Furthermore, no one’s quite identified where the people living there will come from: oligarchs, migrant workers, Saudis, all sharing the same train, up and down, never diverging? Beyond the glossy sci-fi renderings, there’s little firm information. We know about the data harvesting, the huge mirrored barrier to migrating birds and tribes, but not much about day-to-day life: will it be heaven or a long slice of hell?
“It’s totally bizarre,” says Robert Adam. “It’s never going to happen in the form shown. It’s a fantasy and I’m deeply sceptical.”
“It’s an insane proposal,” says Dunlop. “At least Khan and Wright wanted to benefit society: Neom will do nothing for the greater good.”
So will it happen? Certainly no one’s tried throwing this amount of money and resources at it before. It would be unwise to bet against the fantasy becoming a reality just yet.

Other new-topias
Telosa, TBC, United States, projected completion date: 2050
With a name derived from the Greek for “higher purpose” – “telos” - this metropolis for five million people, above, is being backed to the tune of $400 billion, or at least a large chunk of it, by the former Walmart president and billionaire Marc Lore. Ultra-green and easily walkable, with a ban on vehicles powered by fossil fuels, it has been designed by Bjarke Ingels, Silicon Valley’s favourite architect, with an enormous skyscraper at the centre. So far there only seems to be one problem: finding the exact patch of cheap land to build it on, whether southwestern desert or Appalachian scrub.
BiodiverCity, Penang, Malaysia, 2030
Also largely designed by Bjarke Ingels, this masterplan for a group of islands and artificial islands off the west coast of the peninsular proposes to create “lilypads” where humans and nature coexist. It’s still in there planning phase, but buildings are to be fabricated from bamboo, timber and “green concrete” that uses recycled materials and connected by autonomous water, air and land-based transportation systems, whilst a 200-hectare digital park, focusing on robotics and virtual reality, will help drive economic development.
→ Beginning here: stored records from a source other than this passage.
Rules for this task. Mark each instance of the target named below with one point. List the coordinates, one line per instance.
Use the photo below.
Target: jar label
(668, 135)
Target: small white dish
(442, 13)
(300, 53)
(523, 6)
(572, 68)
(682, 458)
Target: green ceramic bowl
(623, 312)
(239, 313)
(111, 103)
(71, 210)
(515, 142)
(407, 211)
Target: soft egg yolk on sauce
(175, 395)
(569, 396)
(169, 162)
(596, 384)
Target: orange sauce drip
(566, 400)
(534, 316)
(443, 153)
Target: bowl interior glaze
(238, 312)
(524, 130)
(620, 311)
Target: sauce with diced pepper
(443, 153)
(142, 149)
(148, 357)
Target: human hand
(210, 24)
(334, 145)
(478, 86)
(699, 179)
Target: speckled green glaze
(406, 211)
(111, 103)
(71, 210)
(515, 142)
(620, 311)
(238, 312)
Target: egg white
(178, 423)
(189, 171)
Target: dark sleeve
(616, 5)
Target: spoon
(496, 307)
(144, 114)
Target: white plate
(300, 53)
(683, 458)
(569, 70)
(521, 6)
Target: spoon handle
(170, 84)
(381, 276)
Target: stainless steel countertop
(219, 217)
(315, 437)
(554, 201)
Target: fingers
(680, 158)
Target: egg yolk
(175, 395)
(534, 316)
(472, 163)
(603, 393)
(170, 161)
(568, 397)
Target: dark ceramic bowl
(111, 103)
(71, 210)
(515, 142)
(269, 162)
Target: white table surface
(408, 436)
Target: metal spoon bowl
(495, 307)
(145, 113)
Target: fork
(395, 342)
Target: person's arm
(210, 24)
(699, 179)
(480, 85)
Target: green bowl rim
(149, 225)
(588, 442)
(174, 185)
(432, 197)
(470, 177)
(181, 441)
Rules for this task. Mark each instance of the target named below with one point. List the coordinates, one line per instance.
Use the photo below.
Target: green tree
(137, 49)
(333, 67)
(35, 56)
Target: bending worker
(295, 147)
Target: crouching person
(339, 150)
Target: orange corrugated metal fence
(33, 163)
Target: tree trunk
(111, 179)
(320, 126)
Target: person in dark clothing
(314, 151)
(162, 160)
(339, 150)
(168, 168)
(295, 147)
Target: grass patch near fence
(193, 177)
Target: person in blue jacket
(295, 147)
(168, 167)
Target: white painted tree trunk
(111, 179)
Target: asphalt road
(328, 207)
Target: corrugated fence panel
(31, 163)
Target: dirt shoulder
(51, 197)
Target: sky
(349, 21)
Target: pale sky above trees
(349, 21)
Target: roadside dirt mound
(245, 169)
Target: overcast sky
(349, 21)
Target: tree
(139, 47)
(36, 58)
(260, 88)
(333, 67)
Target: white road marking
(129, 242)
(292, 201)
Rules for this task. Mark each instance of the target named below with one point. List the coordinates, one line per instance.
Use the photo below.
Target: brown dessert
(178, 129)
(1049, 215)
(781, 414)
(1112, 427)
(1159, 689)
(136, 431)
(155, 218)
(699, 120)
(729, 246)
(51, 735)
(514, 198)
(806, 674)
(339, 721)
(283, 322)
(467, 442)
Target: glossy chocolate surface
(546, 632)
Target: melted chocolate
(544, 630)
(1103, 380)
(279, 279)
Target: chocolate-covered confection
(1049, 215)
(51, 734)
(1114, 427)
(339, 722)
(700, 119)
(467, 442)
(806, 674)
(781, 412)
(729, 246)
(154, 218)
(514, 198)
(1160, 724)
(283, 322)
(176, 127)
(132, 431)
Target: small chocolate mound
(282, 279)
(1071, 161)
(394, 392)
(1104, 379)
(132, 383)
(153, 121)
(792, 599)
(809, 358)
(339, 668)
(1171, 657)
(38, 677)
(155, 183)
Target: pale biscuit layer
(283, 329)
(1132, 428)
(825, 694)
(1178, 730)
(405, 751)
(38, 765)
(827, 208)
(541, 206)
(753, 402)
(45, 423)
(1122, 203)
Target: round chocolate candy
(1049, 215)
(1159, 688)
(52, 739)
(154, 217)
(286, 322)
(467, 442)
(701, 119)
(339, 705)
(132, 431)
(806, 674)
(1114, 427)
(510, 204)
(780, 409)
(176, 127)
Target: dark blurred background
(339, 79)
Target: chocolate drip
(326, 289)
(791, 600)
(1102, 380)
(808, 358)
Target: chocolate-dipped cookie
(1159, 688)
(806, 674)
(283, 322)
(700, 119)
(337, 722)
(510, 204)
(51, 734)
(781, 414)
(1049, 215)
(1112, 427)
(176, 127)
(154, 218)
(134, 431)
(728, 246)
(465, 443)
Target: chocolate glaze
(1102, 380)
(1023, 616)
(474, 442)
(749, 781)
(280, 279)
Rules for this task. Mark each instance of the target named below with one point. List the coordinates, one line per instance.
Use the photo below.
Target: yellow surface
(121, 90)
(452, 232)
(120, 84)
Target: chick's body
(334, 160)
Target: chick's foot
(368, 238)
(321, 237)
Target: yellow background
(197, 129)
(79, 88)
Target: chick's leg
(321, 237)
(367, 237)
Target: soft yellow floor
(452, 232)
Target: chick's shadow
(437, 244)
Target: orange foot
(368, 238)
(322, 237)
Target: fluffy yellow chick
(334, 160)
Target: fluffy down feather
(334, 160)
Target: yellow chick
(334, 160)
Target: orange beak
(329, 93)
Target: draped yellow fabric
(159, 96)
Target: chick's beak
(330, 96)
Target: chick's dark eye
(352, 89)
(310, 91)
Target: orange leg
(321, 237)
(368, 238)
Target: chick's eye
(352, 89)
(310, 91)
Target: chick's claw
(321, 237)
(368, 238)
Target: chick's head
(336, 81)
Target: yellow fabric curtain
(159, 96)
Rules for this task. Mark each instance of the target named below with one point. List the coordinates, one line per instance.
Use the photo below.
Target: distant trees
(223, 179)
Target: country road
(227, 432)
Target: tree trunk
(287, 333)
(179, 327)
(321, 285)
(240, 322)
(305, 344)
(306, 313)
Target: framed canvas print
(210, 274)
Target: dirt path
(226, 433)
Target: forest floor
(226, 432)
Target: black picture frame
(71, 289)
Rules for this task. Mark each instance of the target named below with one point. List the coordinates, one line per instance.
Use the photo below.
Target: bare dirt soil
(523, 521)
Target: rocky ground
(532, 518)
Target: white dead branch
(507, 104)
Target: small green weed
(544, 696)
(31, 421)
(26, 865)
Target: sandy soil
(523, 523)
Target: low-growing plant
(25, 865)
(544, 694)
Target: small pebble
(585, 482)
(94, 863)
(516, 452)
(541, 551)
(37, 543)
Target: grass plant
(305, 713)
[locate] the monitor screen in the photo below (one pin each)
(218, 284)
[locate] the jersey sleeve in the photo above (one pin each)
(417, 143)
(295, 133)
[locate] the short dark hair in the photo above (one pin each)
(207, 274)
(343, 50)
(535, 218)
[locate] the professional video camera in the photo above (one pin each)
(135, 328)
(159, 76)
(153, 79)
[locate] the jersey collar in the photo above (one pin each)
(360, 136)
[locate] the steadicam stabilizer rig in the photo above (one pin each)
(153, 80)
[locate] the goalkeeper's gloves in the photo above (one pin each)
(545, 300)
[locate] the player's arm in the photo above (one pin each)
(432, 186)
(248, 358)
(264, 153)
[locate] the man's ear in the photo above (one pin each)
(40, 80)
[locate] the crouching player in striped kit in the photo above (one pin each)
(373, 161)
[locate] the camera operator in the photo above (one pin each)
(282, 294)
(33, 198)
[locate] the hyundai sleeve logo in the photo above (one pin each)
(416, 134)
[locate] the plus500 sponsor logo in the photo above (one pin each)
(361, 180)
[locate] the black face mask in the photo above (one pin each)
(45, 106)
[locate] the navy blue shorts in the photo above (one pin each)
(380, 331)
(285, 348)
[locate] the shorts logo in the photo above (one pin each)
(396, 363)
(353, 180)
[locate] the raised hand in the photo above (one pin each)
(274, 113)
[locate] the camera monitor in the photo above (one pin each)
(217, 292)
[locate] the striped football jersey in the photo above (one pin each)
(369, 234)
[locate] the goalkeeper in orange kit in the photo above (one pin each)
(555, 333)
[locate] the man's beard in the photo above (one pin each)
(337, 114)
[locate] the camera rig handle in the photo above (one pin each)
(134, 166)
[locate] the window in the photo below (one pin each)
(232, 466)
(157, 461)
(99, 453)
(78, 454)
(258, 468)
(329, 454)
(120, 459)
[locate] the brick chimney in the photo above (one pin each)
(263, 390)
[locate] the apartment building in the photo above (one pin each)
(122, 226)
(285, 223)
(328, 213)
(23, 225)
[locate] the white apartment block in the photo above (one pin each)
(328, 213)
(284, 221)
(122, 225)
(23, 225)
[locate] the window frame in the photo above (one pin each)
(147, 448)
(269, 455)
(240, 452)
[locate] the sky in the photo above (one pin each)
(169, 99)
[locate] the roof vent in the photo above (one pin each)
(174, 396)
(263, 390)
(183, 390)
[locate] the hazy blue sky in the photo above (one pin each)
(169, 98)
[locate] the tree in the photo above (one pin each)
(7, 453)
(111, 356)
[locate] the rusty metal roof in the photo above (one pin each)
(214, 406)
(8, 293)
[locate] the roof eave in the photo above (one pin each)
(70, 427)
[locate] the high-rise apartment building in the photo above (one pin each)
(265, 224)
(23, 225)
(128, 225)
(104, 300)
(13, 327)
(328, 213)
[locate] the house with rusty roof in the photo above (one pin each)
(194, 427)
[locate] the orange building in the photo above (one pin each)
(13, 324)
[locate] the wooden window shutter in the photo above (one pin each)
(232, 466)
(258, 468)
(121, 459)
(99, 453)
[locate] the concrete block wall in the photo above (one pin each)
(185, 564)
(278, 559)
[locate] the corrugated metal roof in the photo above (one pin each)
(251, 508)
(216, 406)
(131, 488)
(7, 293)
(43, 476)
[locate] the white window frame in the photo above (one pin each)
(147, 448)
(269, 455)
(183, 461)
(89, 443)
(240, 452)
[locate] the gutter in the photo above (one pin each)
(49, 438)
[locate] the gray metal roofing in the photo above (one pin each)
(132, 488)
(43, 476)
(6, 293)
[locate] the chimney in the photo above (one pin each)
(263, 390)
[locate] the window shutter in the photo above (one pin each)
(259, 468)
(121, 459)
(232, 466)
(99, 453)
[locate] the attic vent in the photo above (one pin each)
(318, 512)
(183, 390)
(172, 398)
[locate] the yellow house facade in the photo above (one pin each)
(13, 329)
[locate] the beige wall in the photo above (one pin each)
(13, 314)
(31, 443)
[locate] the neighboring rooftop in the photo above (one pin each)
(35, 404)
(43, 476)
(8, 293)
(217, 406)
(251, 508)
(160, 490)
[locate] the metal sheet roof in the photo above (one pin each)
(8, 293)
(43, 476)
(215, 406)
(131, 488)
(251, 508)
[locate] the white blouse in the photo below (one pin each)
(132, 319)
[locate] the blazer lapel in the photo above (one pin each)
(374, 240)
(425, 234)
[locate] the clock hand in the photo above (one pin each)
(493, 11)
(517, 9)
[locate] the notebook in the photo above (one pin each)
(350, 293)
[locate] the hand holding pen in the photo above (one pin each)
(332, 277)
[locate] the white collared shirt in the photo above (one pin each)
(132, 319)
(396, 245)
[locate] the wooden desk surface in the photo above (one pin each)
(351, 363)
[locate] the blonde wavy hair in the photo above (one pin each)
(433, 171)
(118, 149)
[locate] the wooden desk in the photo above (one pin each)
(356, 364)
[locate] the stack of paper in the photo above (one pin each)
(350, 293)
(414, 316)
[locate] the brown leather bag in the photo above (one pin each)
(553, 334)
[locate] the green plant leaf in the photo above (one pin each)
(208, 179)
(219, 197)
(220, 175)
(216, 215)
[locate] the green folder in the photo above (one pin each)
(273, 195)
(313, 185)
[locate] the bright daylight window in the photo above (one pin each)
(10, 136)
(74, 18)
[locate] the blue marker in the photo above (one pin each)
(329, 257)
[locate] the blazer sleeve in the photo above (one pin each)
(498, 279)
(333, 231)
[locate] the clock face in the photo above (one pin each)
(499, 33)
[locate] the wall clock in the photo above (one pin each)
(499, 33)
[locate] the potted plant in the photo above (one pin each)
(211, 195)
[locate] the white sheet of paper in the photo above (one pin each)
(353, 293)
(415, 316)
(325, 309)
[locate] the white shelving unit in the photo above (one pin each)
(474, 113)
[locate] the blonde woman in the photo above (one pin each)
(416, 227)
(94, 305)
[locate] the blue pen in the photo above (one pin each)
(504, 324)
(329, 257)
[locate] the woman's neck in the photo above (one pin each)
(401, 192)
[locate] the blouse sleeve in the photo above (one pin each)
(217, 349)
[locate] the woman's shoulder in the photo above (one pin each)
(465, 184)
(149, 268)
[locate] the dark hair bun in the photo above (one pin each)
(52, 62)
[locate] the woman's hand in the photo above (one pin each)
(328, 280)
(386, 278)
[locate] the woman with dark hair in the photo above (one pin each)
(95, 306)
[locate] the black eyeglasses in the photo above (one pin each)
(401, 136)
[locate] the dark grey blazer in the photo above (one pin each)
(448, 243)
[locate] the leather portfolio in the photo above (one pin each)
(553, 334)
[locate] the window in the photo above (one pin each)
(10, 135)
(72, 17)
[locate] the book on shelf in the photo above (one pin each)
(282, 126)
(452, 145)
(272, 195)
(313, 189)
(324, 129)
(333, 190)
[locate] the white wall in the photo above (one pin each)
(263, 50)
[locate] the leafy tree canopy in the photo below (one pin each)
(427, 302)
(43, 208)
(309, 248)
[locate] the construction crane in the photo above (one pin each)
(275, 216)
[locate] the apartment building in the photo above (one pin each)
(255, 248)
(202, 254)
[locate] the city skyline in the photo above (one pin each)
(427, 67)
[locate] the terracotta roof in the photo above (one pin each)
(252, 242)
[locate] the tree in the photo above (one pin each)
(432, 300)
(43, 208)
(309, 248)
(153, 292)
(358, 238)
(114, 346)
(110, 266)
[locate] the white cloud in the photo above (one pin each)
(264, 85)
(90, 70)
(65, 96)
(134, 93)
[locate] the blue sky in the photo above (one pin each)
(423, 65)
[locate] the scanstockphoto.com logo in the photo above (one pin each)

New Administrative Capital, Cairo, Egypt, 2030
With a crystal pyramid, vast palace for the president, giant highways and bridges straddling an area five times the size of Washington DC, and with Africa’s tallest skyscraper at its centre, this megaproject - which is halfway to completion - is supposed to offer the nation an alternative centre to the pollution and chaos of Cairo (and insulation for its rulers from the regular protests). A military headquarters called the Octagon - which is seven times the size of the Pentagon - shows where the real power lies.
Nusantara, Borneo, Indonesia, 2045
With Jakarta threatened by rising sea levels and subsidence, the Indonesian government has decided to move the country’s capital 1000km to the east of the world’s third-largest island at a cost of $35 billion. The first phase of the audacious project is scheduled for completion by the end of 2024, and the target is for a population of nearly two million by 2045, with all energy renewable and 80 per cent of transportation being public. Environmental groups have warned that the scheme risks accelerating the destruction of rainforests that are home to orangutans and sun bears.
Milton Keynes, Buckinghamshire, UK, 1967 onwards
The last of the new towns built to stop overcrowding in London, and built across green fields and prime farmland at a cost of £1.5 billion, Milton Keynes was once the butt of jokes, mocked for its 130 roundabouts, the apparently soulless lo-rise suburbs and, of course, the concrete cows. But arguably it is one of the most successful new cities in the world, providing a slice of the British dream through its greenery, affordability, prosperity and excellent transport links.